Adams County District Judge Francis Wasserman this morning also set an April 9 preliminary hearing for William Rex Fowler, who appeared in court shackled and wearing surgical scrubs.
Fowler allegedly shot and killed 42-year-old Thomas Ciancio on Dec. 30 at Fowler Software Design. Investigators say Fowler shot Ciancio three times in the head with a 9mm Glock handgun when Cianco came to the business to collect $9,900 in severance pay.
Ciancio, who was Fowler Software’s chief operating officer, resigned Nov. 23 in a dispute over the way the company was being managed.
Fowler’s wife, Janet, reportedly told investigators that her husband is a Scientologist “and would not have gone without a fight.”
She also demanded investigators return a briefcase found in Fowler’s office, saying that it contained materials related to her church.

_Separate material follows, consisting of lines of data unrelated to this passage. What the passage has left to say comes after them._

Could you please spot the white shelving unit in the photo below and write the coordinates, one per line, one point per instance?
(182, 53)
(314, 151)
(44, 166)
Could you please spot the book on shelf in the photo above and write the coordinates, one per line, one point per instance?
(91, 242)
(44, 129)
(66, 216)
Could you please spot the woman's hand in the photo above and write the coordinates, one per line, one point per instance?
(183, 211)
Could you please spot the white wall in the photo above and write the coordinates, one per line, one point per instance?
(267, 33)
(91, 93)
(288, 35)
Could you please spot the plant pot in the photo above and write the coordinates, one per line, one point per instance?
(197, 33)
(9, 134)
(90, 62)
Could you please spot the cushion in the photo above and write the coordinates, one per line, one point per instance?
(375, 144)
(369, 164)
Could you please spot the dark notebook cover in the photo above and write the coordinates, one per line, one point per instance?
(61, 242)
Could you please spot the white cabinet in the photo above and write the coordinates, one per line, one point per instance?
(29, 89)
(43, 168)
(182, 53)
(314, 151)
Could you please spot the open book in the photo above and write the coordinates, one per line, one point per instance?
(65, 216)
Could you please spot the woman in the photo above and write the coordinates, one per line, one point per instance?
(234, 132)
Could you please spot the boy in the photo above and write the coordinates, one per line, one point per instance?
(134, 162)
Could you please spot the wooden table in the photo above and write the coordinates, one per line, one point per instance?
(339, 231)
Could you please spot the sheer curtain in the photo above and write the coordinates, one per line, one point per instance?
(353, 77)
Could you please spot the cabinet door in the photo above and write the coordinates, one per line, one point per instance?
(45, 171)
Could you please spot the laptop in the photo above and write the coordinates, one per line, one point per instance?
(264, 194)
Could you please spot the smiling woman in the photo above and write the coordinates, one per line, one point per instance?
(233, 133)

According to the arrest affidavit, police said Ciancio’s brother gave investigators four binders of Scientology materials that Fowler had given to Ciancio, asking him to study the religion.
Fowler is charged with premeditated, first-degree murder in connection with the Dec. 30 shooting of Ciancio, who had gone to Fowler Software Design to receive a $9,900 severance payment, according to an investigator’s statement supporting Fowler’s arrest warrant.

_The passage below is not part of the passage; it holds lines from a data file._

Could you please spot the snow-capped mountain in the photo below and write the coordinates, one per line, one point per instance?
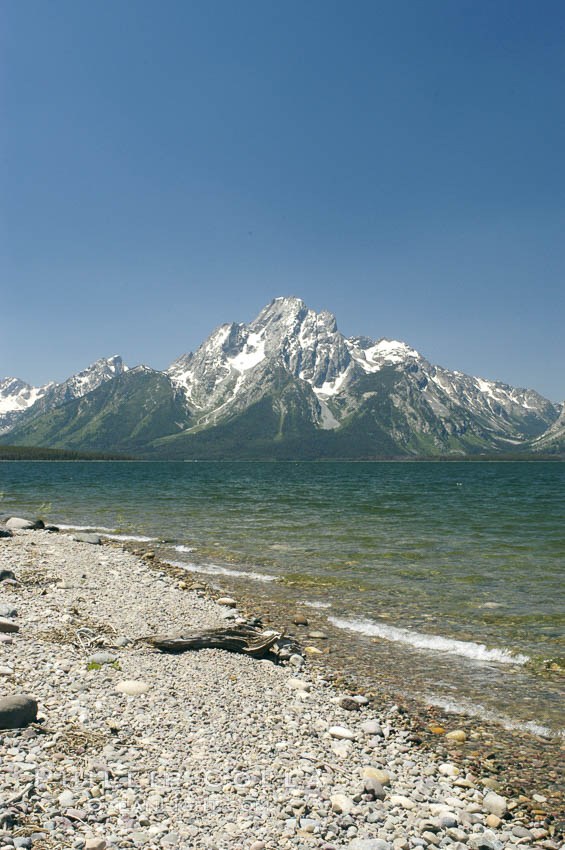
(552, 440)
(286, 385)
(20, 401)
(15, 397)
(231, 370)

Ciancio was shot three times in the head with a 9mm Glock handgun that Fowler received as a 2007 Christmas present from his son, the arrest affidavit stated.
Investigators said Fowler survived a gunshot wound from a bullet that entered under his chin and exited the top of his head.
Employees told investigators that Ciancio quit the software firm in November because he was upset that Fowler had allegedly taken $200,000 from the company “without permission and gave it to a church or some type of charity,” the arrest warrant affidavit said.
Fowler’s arrest warrant report has been published on several Web sites critical of Scientology, a religion popular among some Hollywood film stars which was founded in the 1950s by the late science fiction author, L. Ron Hubbard.
Fowler, who goes by Rex, has described himself as a Scientology minister and publicly praised the rewards of his 36-year commitment to the faith.
Fowler left a note dated the day of the shooting with a briefcase containing Scientology information in his office. He instructed whoever found the note to “please give the briefcase to Jan,” referring to his wife, according to the arrest affidavit.
When detectives asked Fowler’s wife to speak with them at the hospital she “quickly demanded the briefcase.”
“One thing I need is his briefcase,” Janet Fowler told detectives, according to the court record. “It was taken out of his office. It is important to me, my church, and it is religious material and I want it now!”
Detective Gene Claps explained to Janet Fowler that investigators needed to review the contents of the briefcase.
“Even if you looked at it and read it, you would not understand anything in it,” the wife replied, the arrest affidavit stated. “Because it is way above a normal person and you would not know what it meant.”